[x265] [PATCH 09 of 29] intra_pred_dc: cleanup, remove unused asm code
dnyaneshwar at multicorewareinc.com
dnyaneshwar at multicorewareinc.com
Tue Jan 13 08:11:17 CET 2015
# HG changeset patch
# User Dnyaneshwar G <dnyaneshwar at multicorewareinc.com>
# Date 1418728444 -19800
# Tue Dec 16 16:44:04 2014 +0530
# Node ID 723d7d1622b8de39d5221f0b8ff82a2a922e7d8b
# Parent c238ea33fa51521639404aeb65864a7e4492dcef
intra_pred_dc: cleanup, remove unused asm code
diff -r c238ea33fa51 -r 723d7d1622b8 source/common/x86/intrapred16.asm
--- a/source/common/x86/intrapred16.asm Mon Jan 12 12:48:45 2015 +0530
+++ b/source/common/x86/intrapred16.asm Tue Dec 16 16:44:04 2014 +0530
@@ -71,73 +71,6 @@
cextern pb_unpackwq1
cextern pb_unpackwq2
-;-------------------------------------------------------------------------------------------------------
-; void intra_pred_dc(pixel* dst, intptr_t dstStride, pixel* left, pixel* above, int dirMode, int filter)

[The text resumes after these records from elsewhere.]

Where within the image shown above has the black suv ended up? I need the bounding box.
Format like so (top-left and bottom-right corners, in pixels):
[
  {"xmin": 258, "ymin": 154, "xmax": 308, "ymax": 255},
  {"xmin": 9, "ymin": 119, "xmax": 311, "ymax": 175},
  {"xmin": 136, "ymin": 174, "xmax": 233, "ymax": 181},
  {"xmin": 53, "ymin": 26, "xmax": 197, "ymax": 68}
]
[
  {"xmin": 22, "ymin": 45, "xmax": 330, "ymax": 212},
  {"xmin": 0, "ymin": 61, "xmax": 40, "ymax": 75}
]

-;-------------------------------------------------------------------------------------------------------
-INIT_XMM sse4
-cglobal intra_pred_dc4, 4,6,2
- mov r4d, r5m
- add r2, 2
- add r3, 2
-
- movh m0, [r3] ; sumAbove
- movh m1, [r2] ; sumLeft
-
- paddw m0, m1
- pshufd m1, m0, 1
- paddw m0, m1
- phaddw m0, m0 ; m0 = sum
-
- test r4d, r4d
-
- pmulhrsw m0, [pw_4096] ; m0 = (sum + 4) / 8
- movd r4d, m0 ; r4d = dc_val
- movzx r4d, r4w
- pshuflw m0, m0, 0 ; m0 = word [dc_val ...]
-
- ; store DC 4x4
- movh [r0], m0
- movh [r0 + r1 * 2], m0
- movh [r0 + r1 * 4], m0
- lea r5, [r0 + r1 * 4]
- movh [r5 + r1 * 2], m0
-
- ; do DC filter
- jz .end
- lea r5d, [r4d * 2 + 2] ; r5d = DC * 2 + 2
- add r4d, r5d ; r4d = DC * 3 + 2
- movd m0, r4d
- pshuflw m0, m0, 0 ; m0 = pixDCx3
-
- ; filter top
- movu m1, [r3]
- paddw m1, m0
- psraw m1, 2
- movh [r0], m1 ; overwrite top-left pixel, we will update it later
-
- ; filter top-left
- movzx r3d, word [r3]
- add r5d, r3d
- movzx r3d, word [r2]
- add r3d, r5d
- shr r3d, 2
- mov [r0], r3w
-
- ; filter left
- lea r0, [r0 + r1 * 2]
- movu m1, [r2 + 2]
- paddw m1, m0
- psraw m1, 2
- movd r3d, m1
- mov [r0], r3w
- shr r3d, 16
- mov [r0 + r1 * 2], r3w
- pextrw [r0 + r1 * 4], m1, 2
-
-.end:
-
- RET
-
;-----------------------------------------------------------------------------------
; void intra_pred_dc(pixel* dst, intptr_t dstStride, pixel* above, int, int filter)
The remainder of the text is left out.